A key part of the service we offer (through MasterVision) is helping publishers identify different versions of the same customer across various databases, and then joining those together into a single, unique record. This could mean untangling the multiplicity of ways organization names have been recorded in different source systems, or linking individuals to their author records and article submissions.
The varying levels of detail captured for each customer, combined with data entry errors etc., mean this can be far from straightforward, so we’ve developed a number of clever ways of identifying and confirming possible matches. In the case of authors and article submissions, we’re helped by widely accepted standard identifiers: DOIs for articles; ISSNs for journals; and ORCIDs for individuals.
But as there is not yet a free and open industry standard for identifying organizations, a single solution is less clear cut.
The issues
There are a number of different services currently available for identifying organizations, but each have their shortcomings and don’t completely address all the challenges:
Limited scope: Many of the services available are focused on specific areas and often don’t provide the coverage needed by publishers. For example, the Crossref Funder Registry concentrates specifically on funding sources.

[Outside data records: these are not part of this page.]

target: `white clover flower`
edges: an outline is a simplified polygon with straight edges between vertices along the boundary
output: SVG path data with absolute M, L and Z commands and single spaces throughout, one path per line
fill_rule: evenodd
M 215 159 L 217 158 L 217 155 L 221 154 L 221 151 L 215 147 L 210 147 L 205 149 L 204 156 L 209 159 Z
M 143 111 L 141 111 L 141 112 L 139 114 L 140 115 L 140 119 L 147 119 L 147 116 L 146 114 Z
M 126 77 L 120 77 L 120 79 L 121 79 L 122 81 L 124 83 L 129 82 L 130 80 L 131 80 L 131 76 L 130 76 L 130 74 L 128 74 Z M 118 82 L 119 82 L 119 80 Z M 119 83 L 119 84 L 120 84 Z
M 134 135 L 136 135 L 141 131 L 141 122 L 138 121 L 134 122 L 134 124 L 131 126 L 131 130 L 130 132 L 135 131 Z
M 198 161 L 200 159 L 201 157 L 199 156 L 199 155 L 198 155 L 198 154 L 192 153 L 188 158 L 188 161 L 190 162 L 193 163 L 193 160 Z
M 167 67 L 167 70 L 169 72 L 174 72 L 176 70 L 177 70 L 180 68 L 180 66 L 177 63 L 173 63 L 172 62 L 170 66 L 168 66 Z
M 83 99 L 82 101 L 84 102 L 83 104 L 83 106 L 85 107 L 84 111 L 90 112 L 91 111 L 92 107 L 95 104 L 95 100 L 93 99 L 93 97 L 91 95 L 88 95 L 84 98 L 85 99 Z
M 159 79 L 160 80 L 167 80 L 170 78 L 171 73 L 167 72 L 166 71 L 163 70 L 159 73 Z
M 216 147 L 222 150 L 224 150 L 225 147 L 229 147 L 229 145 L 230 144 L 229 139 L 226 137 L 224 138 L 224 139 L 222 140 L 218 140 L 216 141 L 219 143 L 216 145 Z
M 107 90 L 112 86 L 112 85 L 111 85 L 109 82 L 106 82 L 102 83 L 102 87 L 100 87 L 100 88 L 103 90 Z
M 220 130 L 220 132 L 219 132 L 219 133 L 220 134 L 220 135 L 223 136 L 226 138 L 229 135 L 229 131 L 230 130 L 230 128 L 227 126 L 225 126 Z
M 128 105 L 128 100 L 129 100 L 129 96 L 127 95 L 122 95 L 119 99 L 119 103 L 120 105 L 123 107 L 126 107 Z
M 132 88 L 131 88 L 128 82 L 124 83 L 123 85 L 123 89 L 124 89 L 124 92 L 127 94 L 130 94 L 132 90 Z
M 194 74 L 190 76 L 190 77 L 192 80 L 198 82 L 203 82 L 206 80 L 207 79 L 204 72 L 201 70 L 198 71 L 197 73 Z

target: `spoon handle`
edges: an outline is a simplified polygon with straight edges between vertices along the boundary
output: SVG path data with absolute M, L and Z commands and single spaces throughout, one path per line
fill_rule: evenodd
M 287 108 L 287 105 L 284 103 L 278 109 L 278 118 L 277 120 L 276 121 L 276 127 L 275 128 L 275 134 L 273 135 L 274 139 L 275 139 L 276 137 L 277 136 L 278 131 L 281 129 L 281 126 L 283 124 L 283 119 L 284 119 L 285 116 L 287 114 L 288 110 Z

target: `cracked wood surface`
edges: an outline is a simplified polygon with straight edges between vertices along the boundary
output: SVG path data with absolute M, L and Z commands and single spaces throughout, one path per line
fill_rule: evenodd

Commercial cost: In order for a reference data set to be widely adopted as an industry standard, it should ultimately be free, open and accessible to all, rather than a commercial service available only to those who can afford it.
Inaccessible data: Restrictions may apply to obtaining data for integration – for example, one currently needs to be a member of ISNI in order to access their data in machine-readable format.
Governance: Both OrgRef and GRID provide free and open reference datasets run by private companies, which may not have the transparent governance needed to be truly independent.
Working party
Crossref, Datacite and ORCID are collaborating to explore the current landscape and investigate ways of solving this issue, and have released three papers for community review and feedback:
- ‘Organization Identifier Project: A Way Forward’ discusses the need for an independent, open, non-profit organization identifier registry.
- ‘Organization Identifier Provider Landscape’ surveys the key current providers.
- ‘Technical Considerations for an Organization Identifier Registry’ outlines technical use cases and best practice.
In summary, the working party proposes that organization identifiers should be:
- Unique (across space and time)
- Persistent
- Reliable
- Easy to find and use
- Free and open
- Mappable to other schemes
Several key challenges are also noted:
- How to include alternate forms of a name?
- How to express hierarchies, and what level(s) within the hierarchy should it be possible to link with?
- How to deal with name changes and mergers?
- How to handle affiliations between institutions?
- How to validate the information, and what mechanisms are provided for correcting it?
These questions are by no means easy to answer, and here at DataSalon we’ll be watching the output of the working party with interest.